Science

Simple automotive collision-avoidance sensor inspired by insect brains

The bioinspired sensor gauges the distance of approaching cars based on the intensity of their headlights
The bioinspired sensor gauges the distance of approaching cars based on the intensity of their headlights

Self-driving cars typically use radar or LiDAR technology to avoid collisions with other vehicles. Scientists have now created a much simpler insect-inspired system that could serve the same purpose more efficiently – at night, that is.

While radar, LiDAR and computer vision systems are all reasonably effective at keeping autonomous cars from crashing into things, the actual modules themselves can only be miniaturized to a certain extent. They also require a considerable amount of power, plus they just generally add to the complexity of the vehicle.

Seeking a smaller, simpler and more energy-efficient alternative, Pennsylvania State University's Assoc. Prof. Saptarshi Das and colleagues looked to the insect world.

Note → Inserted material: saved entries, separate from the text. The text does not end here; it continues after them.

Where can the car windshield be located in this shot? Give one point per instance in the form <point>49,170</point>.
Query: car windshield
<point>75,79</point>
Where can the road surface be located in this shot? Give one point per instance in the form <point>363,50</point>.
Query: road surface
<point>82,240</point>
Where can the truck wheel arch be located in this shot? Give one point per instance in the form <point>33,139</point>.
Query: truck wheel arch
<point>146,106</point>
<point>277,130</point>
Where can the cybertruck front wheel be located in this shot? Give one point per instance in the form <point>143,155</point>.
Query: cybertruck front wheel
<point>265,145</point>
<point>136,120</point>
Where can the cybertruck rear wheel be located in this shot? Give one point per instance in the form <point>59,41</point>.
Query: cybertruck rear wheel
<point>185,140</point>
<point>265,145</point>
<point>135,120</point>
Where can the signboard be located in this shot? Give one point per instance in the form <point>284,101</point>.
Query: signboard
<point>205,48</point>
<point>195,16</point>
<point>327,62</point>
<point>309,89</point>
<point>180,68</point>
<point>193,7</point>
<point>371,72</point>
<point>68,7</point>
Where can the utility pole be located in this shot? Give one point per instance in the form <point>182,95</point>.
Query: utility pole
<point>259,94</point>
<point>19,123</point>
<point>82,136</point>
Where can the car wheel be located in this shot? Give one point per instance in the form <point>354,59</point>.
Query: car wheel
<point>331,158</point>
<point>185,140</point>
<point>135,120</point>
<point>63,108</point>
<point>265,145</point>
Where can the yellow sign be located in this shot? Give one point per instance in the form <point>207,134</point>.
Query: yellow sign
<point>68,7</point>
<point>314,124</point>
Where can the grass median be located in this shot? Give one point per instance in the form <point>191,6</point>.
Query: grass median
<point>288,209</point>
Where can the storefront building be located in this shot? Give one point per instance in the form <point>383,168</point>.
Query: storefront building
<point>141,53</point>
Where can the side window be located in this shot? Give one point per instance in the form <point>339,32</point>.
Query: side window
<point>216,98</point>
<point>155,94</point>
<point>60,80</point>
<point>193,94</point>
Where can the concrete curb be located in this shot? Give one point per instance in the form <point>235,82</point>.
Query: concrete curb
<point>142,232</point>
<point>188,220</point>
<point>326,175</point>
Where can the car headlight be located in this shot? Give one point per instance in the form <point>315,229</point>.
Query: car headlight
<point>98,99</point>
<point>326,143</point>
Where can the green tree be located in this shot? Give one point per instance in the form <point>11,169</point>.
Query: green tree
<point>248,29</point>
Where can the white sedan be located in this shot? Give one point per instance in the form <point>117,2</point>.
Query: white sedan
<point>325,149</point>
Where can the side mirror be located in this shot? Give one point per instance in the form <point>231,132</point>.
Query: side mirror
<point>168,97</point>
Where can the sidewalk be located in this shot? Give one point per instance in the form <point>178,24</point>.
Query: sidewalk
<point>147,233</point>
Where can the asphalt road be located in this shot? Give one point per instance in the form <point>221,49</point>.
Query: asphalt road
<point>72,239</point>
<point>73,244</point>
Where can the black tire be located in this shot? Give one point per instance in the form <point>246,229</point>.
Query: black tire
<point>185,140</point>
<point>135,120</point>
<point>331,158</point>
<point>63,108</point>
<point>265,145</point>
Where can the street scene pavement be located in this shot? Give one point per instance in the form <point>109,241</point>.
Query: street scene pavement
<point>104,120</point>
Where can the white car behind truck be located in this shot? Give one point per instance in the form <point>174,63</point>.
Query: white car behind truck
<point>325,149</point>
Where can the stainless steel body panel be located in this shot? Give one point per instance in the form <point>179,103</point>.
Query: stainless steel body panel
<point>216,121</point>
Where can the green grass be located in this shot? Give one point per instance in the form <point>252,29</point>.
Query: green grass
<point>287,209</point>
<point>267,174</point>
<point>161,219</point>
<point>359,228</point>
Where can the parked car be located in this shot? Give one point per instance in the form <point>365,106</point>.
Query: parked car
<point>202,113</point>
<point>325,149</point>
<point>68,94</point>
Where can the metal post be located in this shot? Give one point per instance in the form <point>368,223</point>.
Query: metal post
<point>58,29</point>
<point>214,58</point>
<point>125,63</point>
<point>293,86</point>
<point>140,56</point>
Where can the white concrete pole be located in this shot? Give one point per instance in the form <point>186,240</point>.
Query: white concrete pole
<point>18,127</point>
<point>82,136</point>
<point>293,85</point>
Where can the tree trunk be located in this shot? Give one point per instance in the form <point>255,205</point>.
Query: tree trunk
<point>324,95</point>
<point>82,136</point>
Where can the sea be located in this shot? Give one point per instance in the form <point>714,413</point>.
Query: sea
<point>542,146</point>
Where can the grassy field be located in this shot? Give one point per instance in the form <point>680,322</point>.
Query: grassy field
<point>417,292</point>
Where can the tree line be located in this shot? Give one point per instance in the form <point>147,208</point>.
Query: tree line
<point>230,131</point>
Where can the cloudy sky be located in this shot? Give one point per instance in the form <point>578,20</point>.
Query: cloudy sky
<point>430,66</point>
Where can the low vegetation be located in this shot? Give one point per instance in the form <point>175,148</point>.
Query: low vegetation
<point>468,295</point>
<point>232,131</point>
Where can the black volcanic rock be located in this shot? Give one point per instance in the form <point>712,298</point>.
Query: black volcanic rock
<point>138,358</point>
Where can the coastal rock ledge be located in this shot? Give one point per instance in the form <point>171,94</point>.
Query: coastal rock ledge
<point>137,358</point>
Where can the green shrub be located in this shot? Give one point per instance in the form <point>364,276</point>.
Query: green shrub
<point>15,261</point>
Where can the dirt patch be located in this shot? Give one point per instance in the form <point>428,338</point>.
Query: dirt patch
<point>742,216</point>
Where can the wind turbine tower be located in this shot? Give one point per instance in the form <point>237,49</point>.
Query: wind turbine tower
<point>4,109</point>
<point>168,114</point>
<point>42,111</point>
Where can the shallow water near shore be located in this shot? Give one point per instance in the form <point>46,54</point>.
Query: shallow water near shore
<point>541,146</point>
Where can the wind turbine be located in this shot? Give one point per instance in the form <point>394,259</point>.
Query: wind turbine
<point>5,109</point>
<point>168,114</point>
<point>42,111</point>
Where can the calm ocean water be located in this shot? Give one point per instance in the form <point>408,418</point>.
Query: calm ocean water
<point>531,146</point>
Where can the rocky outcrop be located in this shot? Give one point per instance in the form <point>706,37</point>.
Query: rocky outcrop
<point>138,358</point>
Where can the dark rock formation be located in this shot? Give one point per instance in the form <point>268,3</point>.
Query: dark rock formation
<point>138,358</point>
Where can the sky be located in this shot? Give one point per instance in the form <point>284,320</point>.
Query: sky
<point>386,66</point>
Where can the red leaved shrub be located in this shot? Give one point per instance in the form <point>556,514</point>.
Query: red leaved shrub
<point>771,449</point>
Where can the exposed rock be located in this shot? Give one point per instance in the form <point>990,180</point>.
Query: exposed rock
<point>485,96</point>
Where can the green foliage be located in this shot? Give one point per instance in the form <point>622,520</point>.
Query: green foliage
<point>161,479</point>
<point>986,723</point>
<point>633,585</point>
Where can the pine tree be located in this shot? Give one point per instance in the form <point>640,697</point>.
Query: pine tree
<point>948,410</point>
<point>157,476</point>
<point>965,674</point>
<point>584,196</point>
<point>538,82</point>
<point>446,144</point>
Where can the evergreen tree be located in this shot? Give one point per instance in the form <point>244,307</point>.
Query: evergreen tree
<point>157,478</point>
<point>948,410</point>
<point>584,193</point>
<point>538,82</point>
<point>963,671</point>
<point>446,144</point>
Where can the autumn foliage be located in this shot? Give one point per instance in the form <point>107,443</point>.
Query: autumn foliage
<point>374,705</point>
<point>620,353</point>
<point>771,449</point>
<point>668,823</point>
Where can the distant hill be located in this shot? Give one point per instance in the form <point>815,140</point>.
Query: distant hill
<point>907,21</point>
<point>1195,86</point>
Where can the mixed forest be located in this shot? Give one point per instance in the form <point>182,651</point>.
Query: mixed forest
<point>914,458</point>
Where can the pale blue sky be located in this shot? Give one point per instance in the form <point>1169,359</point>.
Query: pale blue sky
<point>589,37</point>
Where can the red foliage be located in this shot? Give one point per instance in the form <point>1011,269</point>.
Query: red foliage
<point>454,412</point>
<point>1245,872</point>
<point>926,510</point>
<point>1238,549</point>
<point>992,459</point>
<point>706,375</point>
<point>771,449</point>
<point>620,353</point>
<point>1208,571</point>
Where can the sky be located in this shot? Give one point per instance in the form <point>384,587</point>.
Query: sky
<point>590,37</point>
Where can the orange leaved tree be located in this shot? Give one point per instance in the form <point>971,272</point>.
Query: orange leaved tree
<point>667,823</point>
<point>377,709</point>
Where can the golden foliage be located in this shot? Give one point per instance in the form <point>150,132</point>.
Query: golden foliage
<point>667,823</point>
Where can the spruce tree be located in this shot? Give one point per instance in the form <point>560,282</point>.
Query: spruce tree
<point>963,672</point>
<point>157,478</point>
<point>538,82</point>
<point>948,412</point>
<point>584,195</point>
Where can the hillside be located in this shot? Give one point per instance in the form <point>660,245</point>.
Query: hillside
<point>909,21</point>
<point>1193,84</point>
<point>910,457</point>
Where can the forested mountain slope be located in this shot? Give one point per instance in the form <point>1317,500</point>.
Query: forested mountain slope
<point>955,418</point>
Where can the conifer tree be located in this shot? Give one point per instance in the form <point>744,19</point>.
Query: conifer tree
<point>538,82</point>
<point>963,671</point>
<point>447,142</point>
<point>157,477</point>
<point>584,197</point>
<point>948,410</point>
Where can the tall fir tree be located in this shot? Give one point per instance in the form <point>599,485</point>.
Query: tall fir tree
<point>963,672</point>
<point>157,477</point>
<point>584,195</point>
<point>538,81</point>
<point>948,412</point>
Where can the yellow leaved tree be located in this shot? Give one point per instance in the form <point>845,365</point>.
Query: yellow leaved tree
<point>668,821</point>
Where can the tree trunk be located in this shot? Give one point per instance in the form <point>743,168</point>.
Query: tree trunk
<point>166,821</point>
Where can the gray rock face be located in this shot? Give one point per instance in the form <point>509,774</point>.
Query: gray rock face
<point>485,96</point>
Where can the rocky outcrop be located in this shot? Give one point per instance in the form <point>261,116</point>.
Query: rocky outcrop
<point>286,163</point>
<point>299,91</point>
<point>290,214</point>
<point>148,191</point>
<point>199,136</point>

More specifically, they studied the neural circuits that keep insects such as locusts from colliding with objects – and from getting caught by predators – while in flight.

The resulting optoelectronic sensor incorporates eight photosensitive "memtransistors" which are made out of a layer of molybdenum disulfide, and laid out in the form of a circuit. It measures just 40 square micrometers, and uses a few hundred picojoules of energy. According to the university, this is tens of thousands times less than the amount required by conventional collision-avoidance sensors.

Used at night, the device gauges the relative distance of cars simply by measuring changes in the intensity of their headlights – the brighter the lights, the closer the car. When tested in real-life driving scenarios, the sensor was able to predict two-vehicle accidents two to three seconds before they happened. While that might not seem like much, it would likely be enough time for an autonomous driving system (or the driver themselves) to take corrective action.

And although the technology probably won't replace existing systems, the scientists do state, "We strongly believe that the proposed collision detectors can augment existing sensors necessary for ensuring autonomous vehicular safety."

The research is described in a paper that was recently published in the journal ACS Nano.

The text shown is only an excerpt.